Rome News-Tribune

The bottles, the beauty and the big house

- Lonie Adcock of Rome is a retired Rome Police Department lieutenant. His latest book is “Fact or Fiction.”

Back in the early 1940s I lived in what was called the field. It was the short end of West Ninth Street. On the corner of what is now Martha Berry and West Ninth Street was a huge two story house. The rest of the houses in the area were just ordinary. This one was a two story with an attic room on top of it. It was the only house that I was ever in that had 13 rooms. There was six rooms and a hallway on the first floor and six rooms and a hallway on the second floor, with stairs leading up to the attic room.

The house was in a rundown state because it was turned into rental property. People were always moving in and out of it. It was eventually torn down and an eating place built there. I believe it was called the Dari Delight.

It was in the early ’40s when I lived in the field.
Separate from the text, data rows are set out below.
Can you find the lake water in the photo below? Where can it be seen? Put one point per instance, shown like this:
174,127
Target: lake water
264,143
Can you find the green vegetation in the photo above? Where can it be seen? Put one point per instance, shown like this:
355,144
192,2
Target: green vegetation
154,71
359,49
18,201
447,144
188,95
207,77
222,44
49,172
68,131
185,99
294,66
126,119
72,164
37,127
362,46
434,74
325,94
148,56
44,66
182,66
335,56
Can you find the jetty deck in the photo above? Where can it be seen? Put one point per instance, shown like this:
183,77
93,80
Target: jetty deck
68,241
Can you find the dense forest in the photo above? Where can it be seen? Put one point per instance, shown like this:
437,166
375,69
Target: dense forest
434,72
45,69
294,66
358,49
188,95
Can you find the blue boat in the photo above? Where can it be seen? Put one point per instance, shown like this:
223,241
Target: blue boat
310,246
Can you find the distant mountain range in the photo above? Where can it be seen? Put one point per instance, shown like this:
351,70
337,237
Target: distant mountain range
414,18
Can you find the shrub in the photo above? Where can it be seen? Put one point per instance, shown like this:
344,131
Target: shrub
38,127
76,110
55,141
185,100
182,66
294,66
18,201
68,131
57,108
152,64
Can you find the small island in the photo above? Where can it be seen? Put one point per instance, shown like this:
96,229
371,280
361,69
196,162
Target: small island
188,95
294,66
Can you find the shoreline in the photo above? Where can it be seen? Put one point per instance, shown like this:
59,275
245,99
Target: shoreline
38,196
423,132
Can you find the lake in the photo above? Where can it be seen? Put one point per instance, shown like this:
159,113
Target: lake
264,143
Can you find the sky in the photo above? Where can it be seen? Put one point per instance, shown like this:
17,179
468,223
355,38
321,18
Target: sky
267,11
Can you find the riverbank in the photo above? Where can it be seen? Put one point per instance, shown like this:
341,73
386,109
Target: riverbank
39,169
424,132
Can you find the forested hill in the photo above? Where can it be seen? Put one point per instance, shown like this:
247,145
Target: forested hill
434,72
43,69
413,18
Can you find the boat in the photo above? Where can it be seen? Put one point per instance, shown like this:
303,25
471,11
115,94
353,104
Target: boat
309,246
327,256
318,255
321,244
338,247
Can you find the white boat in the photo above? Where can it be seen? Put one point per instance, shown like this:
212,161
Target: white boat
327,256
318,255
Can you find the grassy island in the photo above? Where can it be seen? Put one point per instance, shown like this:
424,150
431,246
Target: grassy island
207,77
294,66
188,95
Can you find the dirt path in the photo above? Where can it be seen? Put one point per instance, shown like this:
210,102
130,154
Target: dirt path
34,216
When I got home from school I would get my little red wagon and go out to Scant Corner and go though the area hunting bottles. This was the way that I made my show fare.

I had a good day and was headed home when a lady I will call Mrs. Gramm stopped me and gave me a couple more bottles. She said that the big house was empty and she saw some more bottles in the yard. I hurried home and unloaded my wagon and headed back to the big house.
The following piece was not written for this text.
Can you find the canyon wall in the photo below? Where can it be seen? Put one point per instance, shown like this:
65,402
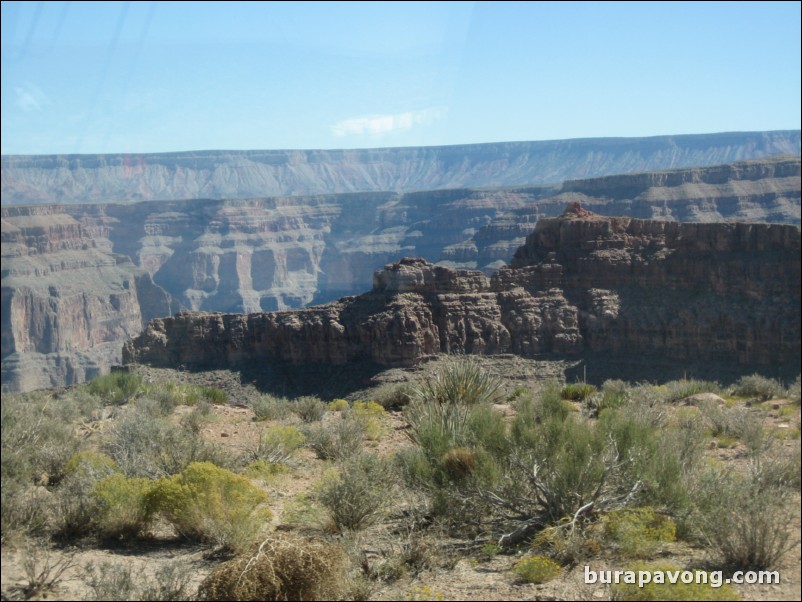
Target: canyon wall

I started by picking up bottles in the yard. With about a half wagon load I decided to check out the inside. I pulled my wagon up to the back porch and went up the steps. I stepped inside and stopped. A cold chill went down my back and the hair stood up on my neck.

I stood still, listening. I looked around the hallway but didn’t see or hear anything. A coke bottle lay in the hallway. That got me worked up, seeing the bottle. I went to it and picked it up. I heard a noise but didn’t pay any attention to it, for in the room were more coke bottles.
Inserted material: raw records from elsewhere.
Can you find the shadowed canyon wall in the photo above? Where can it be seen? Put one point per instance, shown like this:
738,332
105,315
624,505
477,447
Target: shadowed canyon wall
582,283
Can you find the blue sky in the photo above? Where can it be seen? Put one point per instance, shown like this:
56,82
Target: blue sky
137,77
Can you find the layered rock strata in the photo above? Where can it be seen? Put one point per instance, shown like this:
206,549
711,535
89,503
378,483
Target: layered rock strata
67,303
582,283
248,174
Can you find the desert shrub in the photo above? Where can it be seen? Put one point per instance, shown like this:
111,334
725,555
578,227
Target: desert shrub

I began a room to room search. I would take the bottles out and put them on the porch and back inside I would go. I was so excited about finding so many bottles that I forgot where I was. But I stopped when I heard a noise, and I realized I was on the second floor. With an arm full of bottles I ran down the steps, down the hallway and out onto the porch.

The bottles that I had placed on the porch were gone. I put down the ones that I had in my arms. I walked back and looked in the hallway. There lay a bottle. I went in and picked it up. I then began a search of the house again.

I went back though the house, finding bottles where I had already been. The light inside kept playing with my eyes. I hadn’t really paid much attention. I took what bottles I had and decided to see what was in the attic room.

The stairs that led into the attic room was small. There was just enough room for a person to get up them. As small as I was, I didn’t have any trouble. I stopped at the top of the stairs and looked around. There on the back wall was a picture of a woman. She was dressed in the clothes that women wore in the old days.

She had a white blouse that had lace on it and a blue jacket worn over the blouse. The dress was one of the long kind that went down and covered her shoes. All you could see of her shoes was the toes. Her hair was done up into a bun. She had one of the most beautiful faces that I have ever seen.

I stood looking at her eyes, which was a dark color. I don’t know how long I stood there. A noise made me jump and I remember running back down the stairs. I stopped when I got on the back porch.

I remembered that I had three bottles in my hand when I started down the stairs. I reached the back porch empty handed. I don’t remember dropping them, but I must have. The bottles that I had gathered outside was still in my wagon. I walked back and looked into the hall. A bottle was lying in the hall. I shook my head and went down the steps, getting my wagon and heading home.

At supper that night I told my mother about the bottles and the picture on the wall. She shook her head and scolded me for going in the house. I remember that a few days later that some people came and boarded it up.

I often wondered if the incident with the bottles was my imaginatio­n. The picture on the wall, was that imaginatio­n too? If so, I knew how to pick ’em for she was a beauty.